The first two papers are about the web-scale processing of Internet data. The paper entitled “Video Recommendation over Multiple Information Sources”, presented by Meng Wang and his colleagues from National University of Singapore, proposes a unified framework that explores heterogeneous information sources for video recommendation. The framework, based on multi-task SVM learning, aggregates multiple ranked lists generated from personal data, social network, and video metadata into an optimized list for recommendation. The framework is experimented on a large video dataset composed of 1-month social activities happened on Facebook and YouTube websites by 76 users. The second paper entitled “Multi-label Multi-instance Learning with Missing Object Tags”, presented by Yi Shen and his colleagues from University of North Carolina at Charlotte, proposes a web-scale learning of object classifiers for free from a collection of user-tagged Flickr images as many as 10 millions. Particularly, the paper addresses three important issues toward fully automatic learning: scalable filtering of spam tags by distributed image clustering; joint modeling of loose tags and missing tags by multiple instance learning that is capable of performing tag prediction; structural learning that takes into account the object relationship to train discriminant classifiers.

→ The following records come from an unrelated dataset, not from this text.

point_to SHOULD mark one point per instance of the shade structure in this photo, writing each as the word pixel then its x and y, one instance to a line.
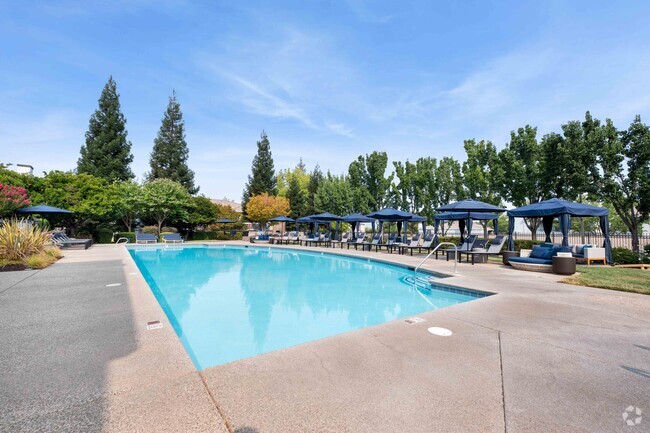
pixel 463 221
pixel 326 216
pixel 390 214
pixel 395 215
pixel 356 218
pixel 470 205
pixel 563 210
pixel 283 219
pixel 43 209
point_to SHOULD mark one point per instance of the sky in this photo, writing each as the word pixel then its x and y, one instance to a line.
pixel 327 80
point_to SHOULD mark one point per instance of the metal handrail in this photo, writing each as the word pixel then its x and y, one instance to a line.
pixel 415 271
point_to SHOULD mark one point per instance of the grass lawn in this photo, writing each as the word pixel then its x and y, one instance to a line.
pixel 607 277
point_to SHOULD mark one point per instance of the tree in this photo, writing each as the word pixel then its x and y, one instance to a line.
pixel 262 178
pixel 12 198
pixel 263 207
pixel 169 156
pixel 314 181
pixel 107 152
pixel 201 212
pixel 165 199
pixel 128 202
pixel 284 178
pixel 522 172
pixel 625 181
pixel 89 197
pixel 368 178
pixel 297 199
pixel 334 195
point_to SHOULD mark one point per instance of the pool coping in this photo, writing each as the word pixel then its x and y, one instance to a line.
pixel 529 359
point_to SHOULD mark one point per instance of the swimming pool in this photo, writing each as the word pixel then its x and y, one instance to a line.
pixel 229 302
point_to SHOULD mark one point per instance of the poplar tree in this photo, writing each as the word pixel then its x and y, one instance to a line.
pixel 169 156
pixel 262 178
pixel 107 152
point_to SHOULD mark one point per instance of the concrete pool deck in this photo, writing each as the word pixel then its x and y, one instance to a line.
pixel 538 357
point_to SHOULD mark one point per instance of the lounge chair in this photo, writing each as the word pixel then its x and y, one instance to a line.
pixel 389 243
pixel 494 250
pixel 344 239
pixel 61 240
pixel 172 238
pixel 587 253
pixel 467 245
pixel 427 244
pixel 539 259
pixel 145 238
pixel 359 240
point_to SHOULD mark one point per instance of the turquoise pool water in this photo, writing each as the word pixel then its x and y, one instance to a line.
pixel 229 303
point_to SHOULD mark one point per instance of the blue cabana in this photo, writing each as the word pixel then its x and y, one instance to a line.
pixel 548 210
pixel 355 218
pixel 398 216
pixel 463 221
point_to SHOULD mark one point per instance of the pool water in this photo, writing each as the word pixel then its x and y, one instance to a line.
pixel 229 303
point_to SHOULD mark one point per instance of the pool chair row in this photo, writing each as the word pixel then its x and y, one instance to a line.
pixel 167 238
pixel 61 240
pixel 541 257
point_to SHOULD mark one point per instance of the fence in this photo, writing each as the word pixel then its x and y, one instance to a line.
pixel 618 240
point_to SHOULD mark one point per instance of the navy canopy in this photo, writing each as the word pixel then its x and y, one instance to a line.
pixel 470 205
pixel 563 210
pixel 43 209
pixel 326 216
pixel 357 218
pixel 455 216
pixel 282 219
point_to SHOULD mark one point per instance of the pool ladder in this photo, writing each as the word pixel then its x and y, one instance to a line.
pixel 415 271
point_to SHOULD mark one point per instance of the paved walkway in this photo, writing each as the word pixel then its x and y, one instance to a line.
pixel 538 357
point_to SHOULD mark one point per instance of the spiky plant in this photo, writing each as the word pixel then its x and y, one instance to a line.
pixel 20 239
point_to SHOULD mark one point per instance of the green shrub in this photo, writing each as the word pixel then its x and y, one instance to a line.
pixel 104 236
pixel 19 239
pixel 623 256
pixel 129 235
pixel 525 244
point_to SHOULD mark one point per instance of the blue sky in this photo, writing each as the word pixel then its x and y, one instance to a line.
pixel 327 80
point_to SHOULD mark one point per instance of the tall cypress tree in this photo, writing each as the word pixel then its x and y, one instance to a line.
pixel 262 178
pixel 297 199
pixel 169 156
pixel 107 152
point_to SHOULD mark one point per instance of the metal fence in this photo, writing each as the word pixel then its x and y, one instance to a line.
pixel 618 240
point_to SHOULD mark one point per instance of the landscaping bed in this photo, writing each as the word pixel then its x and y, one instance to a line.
pixel 607 277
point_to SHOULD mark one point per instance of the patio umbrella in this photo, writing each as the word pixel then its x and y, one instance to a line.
pixel 43 209
pixel 283 219
pixel 355 218
pixel 328 218
pixel 468 206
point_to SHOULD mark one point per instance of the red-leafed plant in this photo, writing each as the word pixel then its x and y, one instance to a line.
pixel 12 198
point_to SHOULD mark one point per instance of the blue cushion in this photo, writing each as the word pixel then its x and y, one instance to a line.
pixel 530 260
pixel 540 252
pixel 561 250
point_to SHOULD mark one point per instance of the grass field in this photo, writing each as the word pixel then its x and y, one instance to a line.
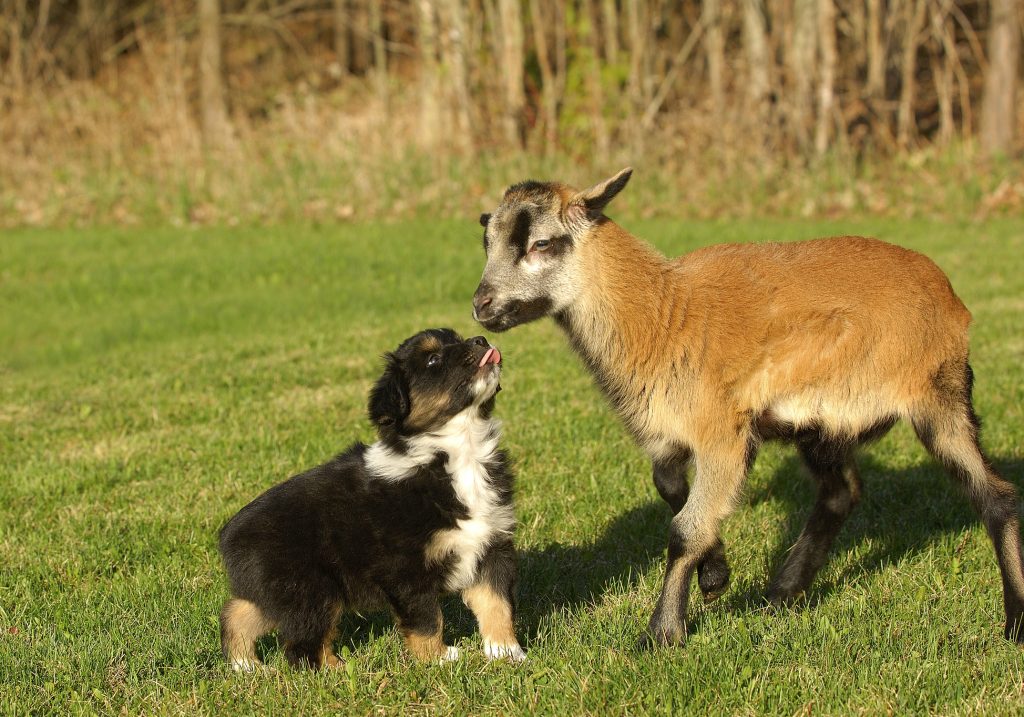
pixel 152 382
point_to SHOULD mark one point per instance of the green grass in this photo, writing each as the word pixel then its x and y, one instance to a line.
pixel 152 382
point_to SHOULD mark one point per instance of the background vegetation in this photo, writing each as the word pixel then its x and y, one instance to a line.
pixel 246 111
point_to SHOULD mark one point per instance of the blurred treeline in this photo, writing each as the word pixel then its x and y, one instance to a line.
pixel 252 110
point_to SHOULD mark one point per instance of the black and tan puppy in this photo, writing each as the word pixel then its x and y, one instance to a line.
pixel 427 509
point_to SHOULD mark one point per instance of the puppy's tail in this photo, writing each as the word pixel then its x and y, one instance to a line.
pixel 242 623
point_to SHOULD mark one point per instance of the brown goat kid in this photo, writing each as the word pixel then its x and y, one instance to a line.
pixel 825 343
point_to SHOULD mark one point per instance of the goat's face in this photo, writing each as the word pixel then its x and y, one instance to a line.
pixel 531 242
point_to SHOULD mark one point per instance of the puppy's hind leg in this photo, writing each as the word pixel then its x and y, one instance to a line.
pixel 419 618
pixel 492 600
pixel 242 623
pixel 308 636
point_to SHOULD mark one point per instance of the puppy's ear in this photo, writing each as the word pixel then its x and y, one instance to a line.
pixel 389 397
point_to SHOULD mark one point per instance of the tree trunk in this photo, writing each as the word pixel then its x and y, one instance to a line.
pixel 826 83
pixel 380 52
pixel 512 71
pixel 601 139
pixel 429 80
pixel 341 34
pixel 609 22
pixel 213 113
pixel 756 48
pixel 455 61
pixel 549 91
pixel 906 124
pixel 711 16
pixel 876 51
pixel 802 68
pixel 997 122
pixel 361 51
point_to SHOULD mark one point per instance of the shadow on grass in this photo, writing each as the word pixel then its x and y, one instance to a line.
pixel 901 512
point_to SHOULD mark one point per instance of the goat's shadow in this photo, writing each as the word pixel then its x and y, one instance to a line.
pixel 901 512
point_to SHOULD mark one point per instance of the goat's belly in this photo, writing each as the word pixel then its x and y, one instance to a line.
pixel 848 417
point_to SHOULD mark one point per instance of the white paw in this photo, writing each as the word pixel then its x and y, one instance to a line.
pixel 500 650
pixel 246 665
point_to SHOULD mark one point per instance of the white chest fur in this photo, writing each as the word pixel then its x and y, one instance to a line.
pixel 470 443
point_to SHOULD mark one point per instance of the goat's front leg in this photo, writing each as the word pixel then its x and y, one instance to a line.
pixel 670 479
pixel 693 537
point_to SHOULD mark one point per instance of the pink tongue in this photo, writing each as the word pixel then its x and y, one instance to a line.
pixel 493 355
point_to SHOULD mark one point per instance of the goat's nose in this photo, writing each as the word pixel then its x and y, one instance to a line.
pixel 482 298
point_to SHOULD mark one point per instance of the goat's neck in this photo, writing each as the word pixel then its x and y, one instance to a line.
pixel 617 314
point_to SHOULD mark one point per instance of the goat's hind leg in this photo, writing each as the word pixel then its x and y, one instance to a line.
pixel 830 462
pixel 672 484
pixel 948 428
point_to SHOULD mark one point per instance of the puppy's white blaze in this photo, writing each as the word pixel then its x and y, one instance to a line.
pixel 472 443
pixel 500 650
pixel 469 441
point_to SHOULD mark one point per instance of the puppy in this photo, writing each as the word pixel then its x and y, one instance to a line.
pixel 427 509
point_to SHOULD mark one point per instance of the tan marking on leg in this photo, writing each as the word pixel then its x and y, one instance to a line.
pixel 1012 553
pixel 494 613
pixel 242 623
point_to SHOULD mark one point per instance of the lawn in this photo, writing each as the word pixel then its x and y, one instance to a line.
pixel 154 381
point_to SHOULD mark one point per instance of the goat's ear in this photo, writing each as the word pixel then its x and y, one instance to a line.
pixel 389 397
pixel 594 200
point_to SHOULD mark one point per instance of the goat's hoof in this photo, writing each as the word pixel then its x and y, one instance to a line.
pixel 713 578
pixel 781 597
pixel 1014 630
pixel 662 636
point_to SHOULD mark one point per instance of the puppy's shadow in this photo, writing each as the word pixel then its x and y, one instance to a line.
pixel 563 577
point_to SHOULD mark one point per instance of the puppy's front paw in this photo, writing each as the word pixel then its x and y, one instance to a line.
pixel 501 650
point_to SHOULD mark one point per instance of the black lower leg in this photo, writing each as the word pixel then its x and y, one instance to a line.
pixel 998 510
pixel 668 624
pixel 304 654
pixel 838 492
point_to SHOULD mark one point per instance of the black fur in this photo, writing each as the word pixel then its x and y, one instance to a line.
pixel 337 537
pixel 520 233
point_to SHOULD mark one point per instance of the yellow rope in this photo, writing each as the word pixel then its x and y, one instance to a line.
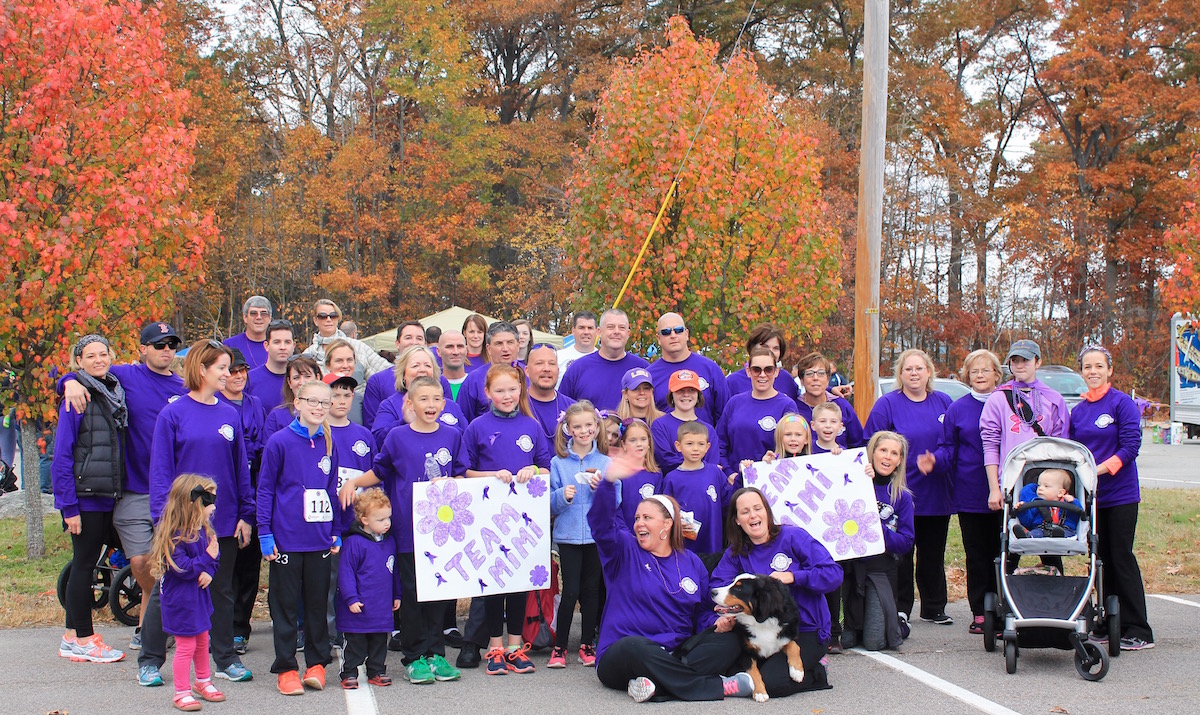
pixel 637 262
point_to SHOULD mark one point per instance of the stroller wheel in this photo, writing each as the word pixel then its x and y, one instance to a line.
pixel 1097 665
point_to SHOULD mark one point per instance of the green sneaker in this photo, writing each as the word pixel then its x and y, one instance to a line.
pixel 443 670
pixel 419 672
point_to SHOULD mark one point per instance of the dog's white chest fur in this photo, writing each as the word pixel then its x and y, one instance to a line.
pixel 765 636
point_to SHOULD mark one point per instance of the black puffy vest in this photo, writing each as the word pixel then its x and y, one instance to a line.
pixel 99 452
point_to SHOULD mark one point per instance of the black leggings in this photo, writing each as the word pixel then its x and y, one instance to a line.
pixel 580 566
pixel 95 529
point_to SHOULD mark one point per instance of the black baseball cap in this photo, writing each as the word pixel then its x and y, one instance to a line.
pixel 156 332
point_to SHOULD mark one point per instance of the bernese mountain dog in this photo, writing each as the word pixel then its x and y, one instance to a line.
pixel 767 619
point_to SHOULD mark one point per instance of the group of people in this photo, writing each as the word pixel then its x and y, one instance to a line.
pixel 252 450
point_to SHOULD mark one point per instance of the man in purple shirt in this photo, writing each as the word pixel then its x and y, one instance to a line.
pixel 265 382
pixel 673 336
pixel 256 314
pixel 547 404
pixel 597 376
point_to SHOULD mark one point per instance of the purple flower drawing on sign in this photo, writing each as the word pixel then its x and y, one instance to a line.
pixel 444 512
pixel 849 527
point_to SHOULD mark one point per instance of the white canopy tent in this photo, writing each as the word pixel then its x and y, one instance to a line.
pixel 450 319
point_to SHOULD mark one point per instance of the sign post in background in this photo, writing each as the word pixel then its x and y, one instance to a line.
pixel 480 536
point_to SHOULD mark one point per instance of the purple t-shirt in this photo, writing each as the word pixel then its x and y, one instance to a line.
pixel 186 607
pixel 597 379
pixel 703 492
pixel 921 424
pixel 814 572
pixel 267 386
pixel 739 382
pixel 712 383
pixel 748 426
pixel 293 468
pixel 255 352
pixel 550 413
pixel 663 599
pixel 665 432
pixel 205 439
pixel 401 463
pixel 1111 426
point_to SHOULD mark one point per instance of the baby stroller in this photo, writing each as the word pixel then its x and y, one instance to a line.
pixel 1050 611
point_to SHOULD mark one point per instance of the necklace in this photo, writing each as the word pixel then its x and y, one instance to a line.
pixel 664 578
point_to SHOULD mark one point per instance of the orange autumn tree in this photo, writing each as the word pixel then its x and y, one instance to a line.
pixel 745 238
pixel 94 179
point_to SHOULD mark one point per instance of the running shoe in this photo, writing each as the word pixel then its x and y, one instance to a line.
pixel 1135 643
pixel 234 673
pixel 641 689
pixel 419 672
pixel 149 676
pixel 739 685
pixel 289 683
pixel 94 650
pixel 588 655
pixel 315 677
pixel 519 660
pixel 208 691
pixel 496 662
pixel 442 670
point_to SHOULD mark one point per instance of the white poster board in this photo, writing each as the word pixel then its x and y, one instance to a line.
pixel 828 496
pixel 480 536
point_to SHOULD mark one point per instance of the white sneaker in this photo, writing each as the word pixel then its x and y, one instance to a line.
pixel 95 650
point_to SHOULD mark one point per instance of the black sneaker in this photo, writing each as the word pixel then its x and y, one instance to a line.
pixel 468 658
pixel 940 618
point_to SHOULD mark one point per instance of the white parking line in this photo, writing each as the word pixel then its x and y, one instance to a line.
pixel 360 701
pixel 1174 600
pixel 959 694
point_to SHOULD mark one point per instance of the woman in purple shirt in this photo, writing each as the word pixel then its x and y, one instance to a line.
pixel 1108 424
pixel 917 412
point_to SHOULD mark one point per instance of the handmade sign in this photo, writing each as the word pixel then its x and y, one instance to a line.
pixel 828 496
pixel 480 536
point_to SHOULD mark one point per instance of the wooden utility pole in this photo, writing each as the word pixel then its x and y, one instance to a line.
pixel 870 204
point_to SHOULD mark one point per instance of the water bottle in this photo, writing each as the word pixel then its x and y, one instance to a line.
pixel 432 470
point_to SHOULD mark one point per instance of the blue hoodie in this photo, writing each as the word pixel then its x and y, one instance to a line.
pixel 571 517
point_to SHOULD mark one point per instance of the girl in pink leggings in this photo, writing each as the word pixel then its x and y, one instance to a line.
pixel 184 558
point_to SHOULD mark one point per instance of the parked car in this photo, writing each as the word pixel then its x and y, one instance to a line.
pixel 953 388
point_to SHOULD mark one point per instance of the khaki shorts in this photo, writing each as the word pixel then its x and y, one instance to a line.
pixel 131 518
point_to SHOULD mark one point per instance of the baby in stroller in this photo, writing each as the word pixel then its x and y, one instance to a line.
pixel 1053 485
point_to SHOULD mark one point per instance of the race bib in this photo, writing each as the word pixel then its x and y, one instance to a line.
pixel 317 508
pixel 346 474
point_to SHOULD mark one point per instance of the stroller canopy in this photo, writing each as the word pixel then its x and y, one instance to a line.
pixel 1049 449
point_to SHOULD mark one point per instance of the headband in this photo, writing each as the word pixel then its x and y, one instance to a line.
pixel 87 341
pixel 665 503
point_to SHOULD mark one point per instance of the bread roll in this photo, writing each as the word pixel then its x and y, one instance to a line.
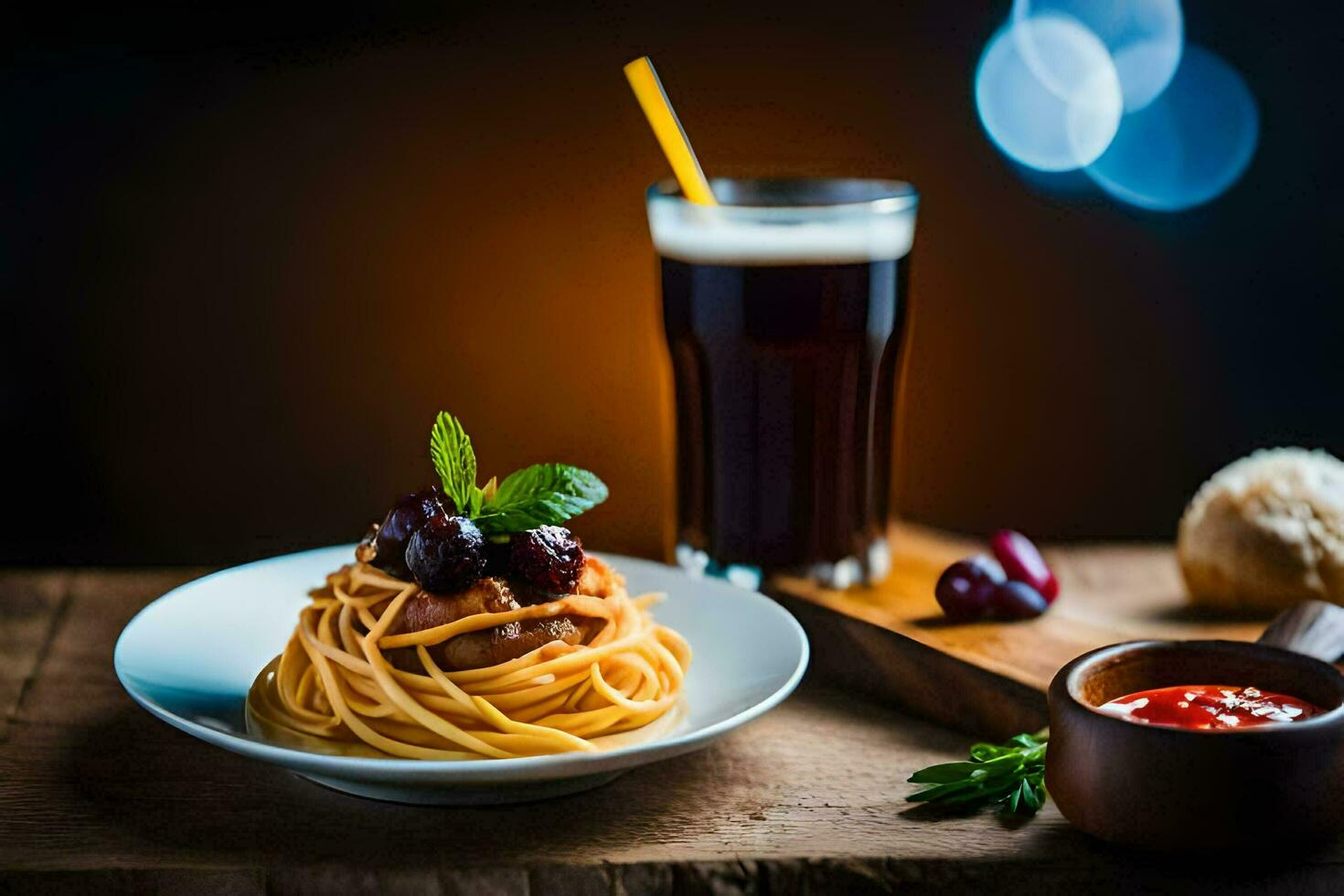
pixel 1266 532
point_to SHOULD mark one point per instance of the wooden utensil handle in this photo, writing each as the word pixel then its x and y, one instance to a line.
pixel 1312 627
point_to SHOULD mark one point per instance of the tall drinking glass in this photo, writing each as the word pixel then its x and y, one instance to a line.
pixel 784 309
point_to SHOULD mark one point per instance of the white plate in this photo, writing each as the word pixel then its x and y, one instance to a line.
pixel 191 656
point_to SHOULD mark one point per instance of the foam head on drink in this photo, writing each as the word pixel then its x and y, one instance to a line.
pixel 784 324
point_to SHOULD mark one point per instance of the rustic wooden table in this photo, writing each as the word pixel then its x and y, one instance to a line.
pixel 99 795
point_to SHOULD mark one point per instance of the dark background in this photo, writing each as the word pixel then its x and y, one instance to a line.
pixel 246 255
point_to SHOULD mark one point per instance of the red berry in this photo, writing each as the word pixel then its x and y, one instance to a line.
pixel 446 554
pixel 1017 601
pixel 549 558
pixel 964 589
pixel 1023 561
pixel 402 521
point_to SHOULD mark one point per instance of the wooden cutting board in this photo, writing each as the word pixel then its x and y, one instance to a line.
pixel 989 678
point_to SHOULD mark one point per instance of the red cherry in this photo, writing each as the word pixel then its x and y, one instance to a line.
pixel 964 589
pixel 1023 561
pixel 1015 601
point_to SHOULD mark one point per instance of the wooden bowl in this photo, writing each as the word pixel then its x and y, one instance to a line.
pixel 1174 789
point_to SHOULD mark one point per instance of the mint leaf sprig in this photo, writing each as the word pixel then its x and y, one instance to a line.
pixel 539 495
pixel 1011 775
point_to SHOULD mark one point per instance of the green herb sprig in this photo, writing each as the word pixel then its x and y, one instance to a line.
pixel 1011 775
pixel 539 495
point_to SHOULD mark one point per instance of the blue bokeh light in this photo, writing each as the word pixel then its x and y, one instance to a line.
pixel 1035 125
pixel 1189 145
pixel 1144 39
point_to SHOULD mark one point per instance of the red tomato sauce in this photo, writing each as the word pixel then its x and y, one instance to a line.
pixel 1210 707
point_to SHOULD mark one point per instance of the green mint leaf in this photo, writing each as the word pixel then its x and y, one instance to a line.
pixel 540 495
pixel 1009 775
pixel 451 450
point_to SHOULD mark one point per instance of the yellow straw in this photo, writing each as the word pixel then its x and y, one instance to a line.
pixel 671 136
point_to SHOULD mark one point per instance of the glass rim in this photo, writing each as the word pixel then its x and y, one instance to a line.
pixel 889 195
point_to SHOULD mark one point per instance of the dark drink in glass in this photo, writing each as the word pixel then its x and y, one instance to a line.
pixel 784 309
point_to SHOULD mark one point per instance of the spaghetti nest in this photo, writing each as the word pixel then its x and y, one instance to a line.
pixel 334 680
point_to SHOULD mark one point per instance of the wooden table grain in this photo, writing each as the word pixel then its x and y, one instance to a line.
pixel 99 795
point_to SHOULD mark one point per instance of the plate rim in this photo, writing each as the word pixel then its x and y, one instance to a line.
pixel 475 772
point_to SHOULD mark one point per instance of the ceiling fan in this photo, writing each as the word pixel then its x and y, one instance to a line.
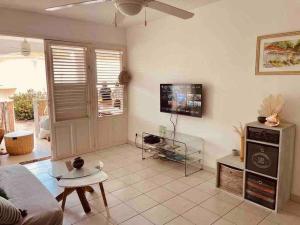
pixel 132 7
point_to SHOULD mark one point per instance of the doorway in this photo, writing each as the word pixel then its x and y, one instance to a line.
pixel 23 101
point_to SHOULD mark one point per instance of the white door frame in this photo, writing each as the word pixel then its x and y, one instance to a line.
pixel 53 122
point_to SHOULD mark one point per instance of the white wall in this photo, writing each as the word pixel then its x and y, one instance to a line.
pixel 28 24
pixel 217 48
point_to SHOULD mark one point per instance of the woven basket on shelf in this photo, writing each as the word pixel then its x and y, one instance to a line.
pixel 19 143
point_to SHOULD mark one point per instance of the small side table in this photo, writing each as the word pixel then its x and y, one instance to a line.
pixel 81 185
pixel 230 174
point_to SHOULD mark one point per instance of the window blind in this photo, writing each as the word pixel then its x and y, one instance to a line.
pixel 69 82
pixel 110 92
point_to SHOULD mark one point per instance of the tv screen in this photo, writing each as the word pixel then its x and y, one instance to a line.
pixel 184 99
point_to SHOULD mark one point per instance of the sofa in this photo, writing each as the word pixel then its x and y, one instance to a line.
pixel 26 192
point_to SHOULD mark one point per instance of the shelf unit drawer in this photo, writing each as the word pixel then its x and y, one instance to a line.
pixel 231 179
pixel 261 190
pixel 262 159
pixel 264 135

The next two papers address the search and mining of visual instances. The paper entitled “Combining Global and Local Matching of Multiple Features for Precise Item Image Retrieval”, co-authored by Haojie Li and his colleagues from Dalian University of Technology and Nanjing University of Science and Technology, presents an iSearch system that aims to facilitate online shopping by allowing users to submit pictures as queries. Different from the commercial products, such as Google Goggles, the system searches for fashion items such as skirts and shoes, which are non-rigid objects. The paper particularly focuses on the feature extraction and representation techniques that enable the precise search of the style and pattern of items specified by users. Different types of codebooks, including for local texture, shape, and region, are learned for feature representation, while triangle-relation-based geometric verification is incorporated for precise online search. The paper entitled “Weakly-supervised Object Localization in Unlabeled Image Collection”, co-authored by Yanyun Qu and her colleagues from Xiamen University, presents an algorithm that mines and localizes semantic objects from the class-specific datasets. The algorithm segments images in a database into regions, and clusters them based on the measures defined upon saliency and commonality properties. Multiple instance learning algorithm is then applied to locate class-specific objects in the database.

Finally, the paper entitled “Robust Wireless Sharing of Internet Video Streams”, co-authored by Steven Nichols and his colleagues from University of Central Florida, proposes a distributed video sharing technique, named Dynamic Stream Merging (DSM), for improving the scalability and robustness of video streaming in a wireless mesh access network environment. DSM functions independently from video servers and clients, and has the intelligence to handle sudden spikes in demand for certain videos due to specific events. The technique is demonstrated for sharing video data from YouTube in a wireless mesh network.